In the embrace of Hanoi during the days leading to the Western New Year, little seems to deviate from the ordinary. My beloved city remains abuzz with the hustle and bustle of people and cars weaving through crowded streets. Perhaps, for Vietnamese people in general, the Western New Year isn't deemed overly significant. For them, the Lunar New Year holds the essence of rest, family reunions, and meetings with loved ones and friends.
Yet, amid the whirlwind of daily tasks, one can still discern in each other's eyes an anticipation for the coming year. Though not truly "celebrating" the commencement of the new year as they do with the Lunar New Year, for most people, this "informal" New Year's Day remains a pivotal starting point. People still do the countdown on Dong Kinh Nghia Thuc Square, and even though it mostly captures the attention of the younger generation, it still attests that the Western New Year is still a special occasion for many.

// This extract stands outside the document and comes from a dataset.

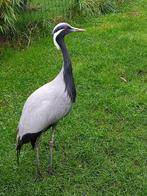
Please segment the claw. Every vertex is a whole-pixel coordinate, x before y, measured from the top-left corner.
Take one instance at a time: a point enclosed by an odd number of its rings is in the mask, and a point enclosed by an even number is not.
[[[53,168],[51,166],[48,167],[48,175],[49,176],[54,175],[54,171],[53,171]]]
[[[43,179],[43,176],[42,176],[42,174],[41,174],[41,172],[40,171],[37,171],[37,173],[36,173],[36,177],[35,177],[35,182],[39,182],[39,181],[41,181]]]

"3, 2, 1. Happy New Year!"
The jubilant cheers resonate from all directions, resonating throughout the area around Hoan Kiem Lake. Hanoi opens its doors to welcome a promising new year. Each household replaces the old calendar with a fresh one just unwrapped from its box. Everyone shares the lively atmosphere of the first day of the year. As the first night of the new year gradually gives way to the sunrise, the weary crowd is no longer as dense as it was just a few hours ago. The new year has swept away their untold sorrows of the old year, restoring the sunshine to their faces.
Familiar sounds echo through the streets.
"Who wants sticky rice?"
“Anyone want to eat steamed rice dumplings? Here they are!"
"Peanut sticky rice and bánh khúc here!"
These familiar street echoes, present every day, now evoke an indescribable heartache. I wonder, do these people ever get to experience the feelings of a new year? Though unspoken, I am sure that, for those laboring souls, the Western New Year is just another ordinary day – a day to work, to wander the streets of Hanoi in search of each meager coin to support their families and themselves.
For many of us, as students of VinUni, what we consider as sadness – huge bunch of assignments, grades that fall short of expectation – although unresolved, finds some relief through the joyous New Year's Eve celebration. Yet, for the workers on those rattling bicycles, each coin, every morsel of rice, and every scrap of clothing bears the weight of their sorrows. We may set aside our sorrows to welcome a vibrant new year, but they can only continue their struggle, facing that sorrow every day, every hour.
Every day under the roof of VinUni is still a fortunate day. Every day at VinUni is a day of good food, warm clothing, and the privilege of modern education – an elusive dream for many.
I know that you also carry your own sorrows, as I do. But don't hold onto them for too long. The new year is approaching, so why don't you let the sorrows of the old year stay behind?
As the year draws to a close, what are you worrying about?